In Comments filed with the Massachusetts Attorney General’s Office, the American Antitrust Institute (AAI) urged the state superior court to reject a proposed settlement which would allow the dominant hospital system in Eastern Massachusetts to acquire two suburban community hospital systems, while imposing price caps and other conduct relief.
The Massachusetts Attorney General challenged the acquisitions by Partners HealthCare System (Partners) of South Shore Health and Educational Corp. (South Shore) and Hallmark Health Corp. (Hallmark), including three community hospitals, South Shore Hospital, Lawrence Memorial Hospital, and Melrose-Wakefield Hospital under the Massachusetts “baby FTC” Act. The Attorney General alleged that the acquisitions would substantially lessen competition in the provision of general acute care inpatient health services in the Boston-South Shore and Boston-Metro North markets, and likely raise the prices of inpatient hospital services.
The recently created Massachusetts Health Policy Commission (HPC) also reviewed the transactions and found that they were likely to lead to substantially higher prices for payers large and small, that the anticompetitive effects were not offset by claimed efficiency benefits, and that Partners and South Shore were in “strong financial condition,” while Hallmark’s financial position is “positive.”

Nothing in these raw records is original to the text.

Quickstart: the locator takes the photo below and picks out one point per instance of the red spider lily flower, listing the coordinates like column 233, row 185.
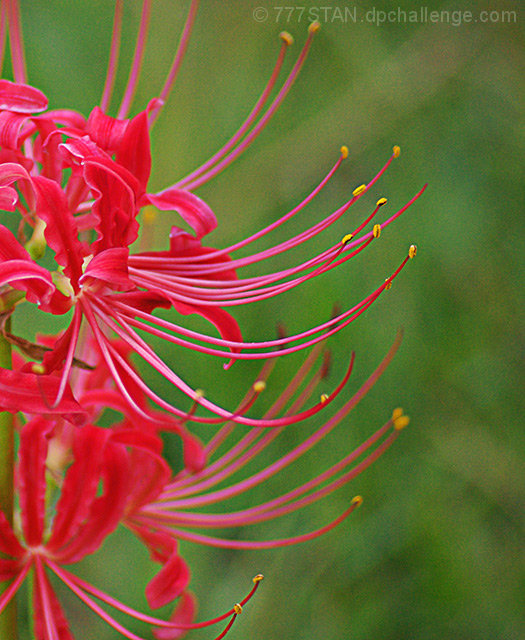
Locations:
column 91, row 223
column 83, row 518
column 175, row 510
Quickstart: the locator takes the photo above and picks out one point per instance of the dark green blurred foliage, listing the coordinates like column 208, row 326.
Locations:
column 434, row 550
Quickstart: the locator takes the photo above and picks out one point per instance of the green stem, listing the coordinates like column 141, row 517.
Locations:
column 8, row 623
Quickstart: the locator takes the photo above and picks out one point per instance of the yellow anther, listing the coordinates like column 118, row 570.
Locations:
column 286, row 37
column 401, row 422
column 149, row 214
column 397, row 413
column 36, row 245
column 39, row 369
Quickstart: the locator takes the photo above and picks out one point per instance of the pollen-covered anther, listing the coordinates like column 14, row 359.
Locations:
column 259, row 386
column 399, row 419
column 287, row 38
column 397, row 413
column 38, row 368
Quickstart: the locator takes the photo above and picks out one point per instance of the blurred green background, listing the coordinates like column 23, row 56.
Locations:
column 434, row 552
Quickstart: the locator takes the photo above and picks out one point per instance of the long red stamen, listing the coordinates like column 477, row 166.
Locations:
column 194, row 184
column 79, row 586
column 137, row 60
column 113, row 56
column 179, row 56
column 286, row 41
column 16, row 41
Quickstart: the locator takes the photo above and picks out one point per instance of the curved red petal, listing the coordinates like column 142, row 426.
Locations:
column 33, row 393
column 80, row 485
column 61, row 230
column 32, row 478
column 21, row 98
column 110, row 267
column 134, row 152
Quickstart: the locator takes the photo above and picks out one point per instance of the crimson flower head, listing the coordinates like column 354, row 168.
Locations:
column 79, row 185
column 129, row 467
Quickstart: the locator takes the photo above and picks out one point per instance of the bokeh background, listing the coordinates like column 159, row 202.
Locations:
column 434, row 552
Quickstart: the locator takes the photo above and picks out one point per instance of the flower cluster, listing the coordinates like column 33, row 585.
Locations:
column 75, row 195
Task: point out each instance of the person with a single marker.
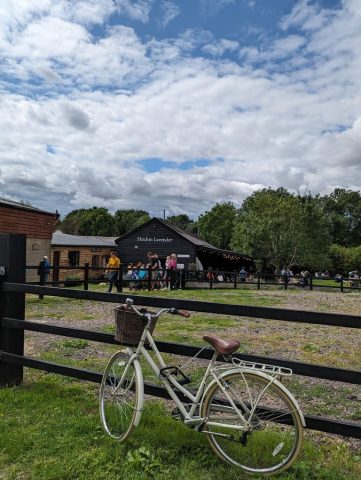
(167, 272)
(243, 275)
(172, 264)
(113, 266)
(44, 266)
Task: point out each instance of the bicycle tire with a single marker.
(275, 432)
(120, 406)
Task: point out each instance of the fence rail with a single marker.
(192, 279)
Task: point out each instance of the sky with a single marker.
(177, 105)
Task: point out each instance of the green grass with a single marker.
(50, 430)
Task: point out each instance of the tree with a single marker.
(216, 226)
(343, 210)
(280, 229)
(183, 221)
(89, 221)
(126, 220)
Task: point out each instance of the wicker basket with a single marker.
(129, 326)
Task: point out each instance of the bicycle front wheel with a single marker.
(268, 438)
(119, 398)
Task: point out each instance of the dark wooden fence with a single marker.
(13, 325)
(196, 279)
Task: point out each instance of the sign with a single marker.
(155, 239)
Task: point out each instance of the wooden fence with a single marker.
(195, 279)
(13, 325)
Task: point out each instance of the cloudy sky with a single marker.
(176, 105)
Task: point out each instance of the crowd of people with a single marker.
(162, 276)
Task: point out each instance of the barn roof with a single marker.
(23, 206)
(64, 239)
(201, 244)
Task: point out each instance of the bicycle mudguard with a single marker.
(261, 374)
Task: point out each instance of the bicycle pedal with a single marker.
(185, 380)
(176, 414)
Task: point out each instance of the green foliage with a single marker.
(184, 222)
(343, 211)
(279, 229)
(216, 226)
(126, 220)
(88, 221)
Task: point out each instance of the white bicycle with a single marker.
(250, 418)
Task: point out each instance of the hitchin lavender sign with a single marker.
(155, 239)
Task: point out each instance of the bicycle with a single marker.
(250, 418)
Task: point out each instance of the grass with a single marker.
(50, 427)
(50, 430)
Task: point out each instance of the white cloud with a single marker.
(170, 12)
(135, 9)
(289, 114)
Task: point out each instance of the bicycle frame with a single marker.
(169, 381)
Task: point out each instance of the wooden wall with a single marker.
(157, 238)
(85, 256)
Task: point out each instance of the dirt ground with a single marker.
(330, 346)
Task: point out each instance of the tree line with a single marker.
(274, 226)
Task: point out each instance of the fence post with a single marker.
(12, 261)
(42, 276)
(149, 279)
(120, 279)
(86, 276)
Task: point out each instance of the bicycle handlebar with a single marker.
(173, 311)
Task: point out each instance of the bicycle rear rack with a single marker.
(261, 367)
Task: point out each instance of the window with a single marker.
(73, 257)
(95, 260)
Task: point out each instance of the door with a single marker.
(56, 263)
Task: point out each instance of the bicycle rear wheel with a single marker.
(119, 399)
(273, 436)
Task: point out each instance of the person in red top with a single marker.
(172, 265)
(113, 268)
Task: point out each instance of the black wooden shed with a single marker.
(163, 238)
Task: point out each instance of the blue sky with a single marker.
(177, 105)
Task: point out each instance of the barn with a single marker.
(192, 252)
(77, 250)
(38, 226)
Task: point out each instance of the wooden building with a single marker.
(38, 226)
(192, 252)
(77, 250)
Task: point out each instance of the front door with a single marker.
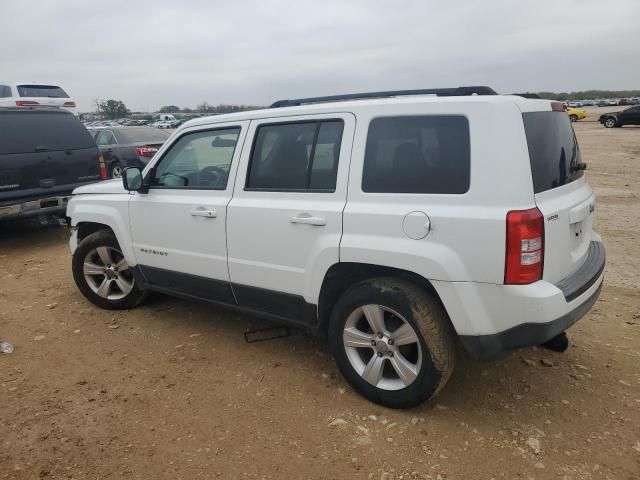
(178, 227)
(285, 219)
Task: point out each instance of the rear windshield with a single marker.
(41, 91)
(32, 130)
(417, 154)
(135, 135)
(553, 150)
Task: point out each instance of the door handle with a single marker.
(306, 219)
(204, 212)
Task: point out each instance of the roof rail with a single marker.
(440, 92)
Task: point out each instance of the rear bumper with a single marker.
(494, 319)
(30, 207)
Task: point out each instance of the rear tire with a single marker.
(411, 356)
(103, 275)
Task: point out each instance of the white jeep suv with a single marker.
(397, 224)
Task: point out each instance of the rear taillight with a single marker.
(525, 247)
(146, 152)
(103, 167)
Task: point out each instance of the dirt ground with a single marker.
(171, 390)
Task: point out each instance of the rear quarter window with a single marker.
(427, 154)
(553, 150)
(33, 130)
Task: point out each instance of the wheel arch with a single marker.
(90, 217)
(341, 276)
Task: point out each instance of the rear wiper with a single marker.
(576, 167)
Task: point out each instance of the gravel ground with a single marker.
(171, 389)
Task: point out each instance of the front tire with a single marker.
(392, 341)
(102, 274)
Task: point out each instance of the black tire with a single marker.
(115, 170)
(102, 238)
(428, 319)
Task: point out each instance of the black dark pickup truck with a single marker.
(45, 153)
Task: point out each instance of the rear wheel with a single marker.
(102, 273)
(392, 341)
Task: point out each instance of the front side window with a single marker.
(199, 160)
(46, 91)
(299, 156)
(105, 137)
(417, 154)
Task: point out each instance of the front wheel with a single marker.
(102, 273)
(392, 341)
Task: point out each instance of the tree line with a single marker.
(590, 94)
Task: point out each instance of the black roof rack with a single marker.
(441, 92)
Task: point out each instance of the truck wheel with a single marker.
(102, 273)
(392, 341)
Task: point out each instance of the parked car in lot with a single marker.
(19, 94)
(576, 114)
(128, 147)
(45, 153)
(371, 220)
(628, 116)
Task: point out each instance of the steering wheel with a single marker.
(212, 176)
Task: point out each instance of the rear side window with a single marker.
(553, 150)
(417, 154)
(41, 91)
(299, 156)
(33, 130)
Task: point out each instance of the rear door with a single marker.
(561, 192)
(44, 151)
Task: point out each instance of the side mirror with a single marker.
(132, 179)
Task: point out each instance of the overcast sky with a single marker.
(183, 52)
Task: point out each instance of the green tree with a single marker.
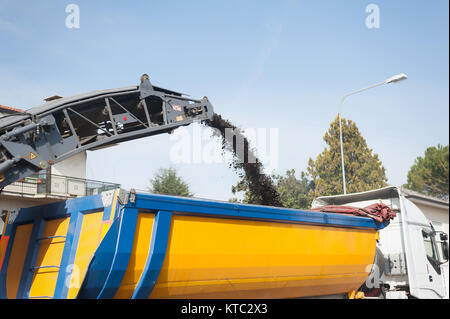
(363, 170)
(429, 174)
(166, 181)
(294, 192)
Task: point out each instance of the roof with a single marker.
(386, 192)
(413, 194)
(7, 109)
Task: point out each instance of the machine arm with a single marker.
(59, 129)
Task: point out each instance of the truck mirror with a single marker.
(444, 245)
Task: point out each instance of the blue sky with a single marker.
(282, 64)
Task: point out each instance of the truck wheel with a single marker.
(371, 287)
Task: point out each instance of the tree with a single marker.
(363, 170)
(166, 181)
(294, 193)
(429, 174)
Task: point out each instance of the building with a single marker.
(61, 181)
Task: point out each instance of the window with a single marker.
(430, 249)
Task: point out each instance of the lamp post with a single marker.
(393, 79)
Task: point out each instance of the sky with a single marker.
(282, 65)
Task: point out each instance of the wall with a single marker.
(74, 166)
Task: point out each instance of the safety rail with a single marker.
(49, 185)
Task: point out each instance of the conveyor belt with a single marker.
(54, 131)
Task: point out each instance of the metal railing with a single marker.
(57, 185)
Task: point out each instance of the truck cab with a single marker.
(412, 256)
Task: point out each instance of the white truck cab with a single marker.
(411, 254)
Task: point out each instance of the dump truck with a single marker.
(121, 244)
(128, 244)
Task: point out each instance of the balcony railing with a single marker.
(45, 185)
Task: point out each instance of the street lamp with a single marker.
(393, 79)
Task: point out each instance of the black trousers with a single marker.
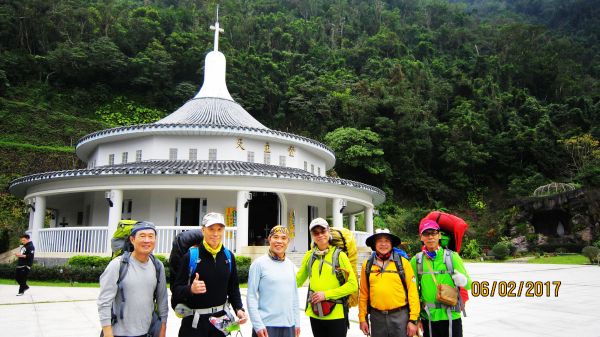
(329, 328)
(440, 328)
(276, 331)
(205, 328)
(21, 277)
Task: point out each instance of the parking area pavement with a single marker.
(570, 310)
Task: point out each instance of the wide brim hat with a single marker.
(379, 232)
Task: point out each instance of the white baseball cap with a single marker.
(213, 218)
(318, 222)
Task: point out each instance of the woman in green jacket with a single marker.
(326, 294)
(432, 266)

- Health Policy Commission's February 19, 2014 Report
- Health Policy Commission's September 3, 2014 Report
The AAI’s Comments emphasized that conduct remedies are clearly inferior to blocking an anticompetitive merger or other structural relief, and are typically unsuccessful because antitrust enforcers and courts lack the expertise and institutional capability to adequately regulate firms with market power, and to counteract the firms’ natural incentives to exploit it. Accordingly, the Comments explain, the federal enforcement agencies and courts have rejected these types of conduct remedies, especially price caps, in hospital and other mergers between direct competitors. The Comments also argue that the court has ample legal authority to reject the settlement as not being in the public interest.
The Comments were written by AAI General Counsel Rick Brunell and AAI Advisory Board Member David Balto. They were supported by a Declaration of Northeastern University Economics Professor John Kwoka, a Senior Fellow of AAI. The Boston Globe reported on the filing here.
On October 21, the AAI filed additional comments in reply to Attorney General's Response to Public Comments. The additional comments address thestandard of review, price caps, and component contracting. The AAI concludes, as it did in its initial comments, that the proposed settlement should be rejected as not in the public interest because it does not adequately remedy the competitive harms alleged in the complaint and it will be difficult and costly for the judiciary to enforce.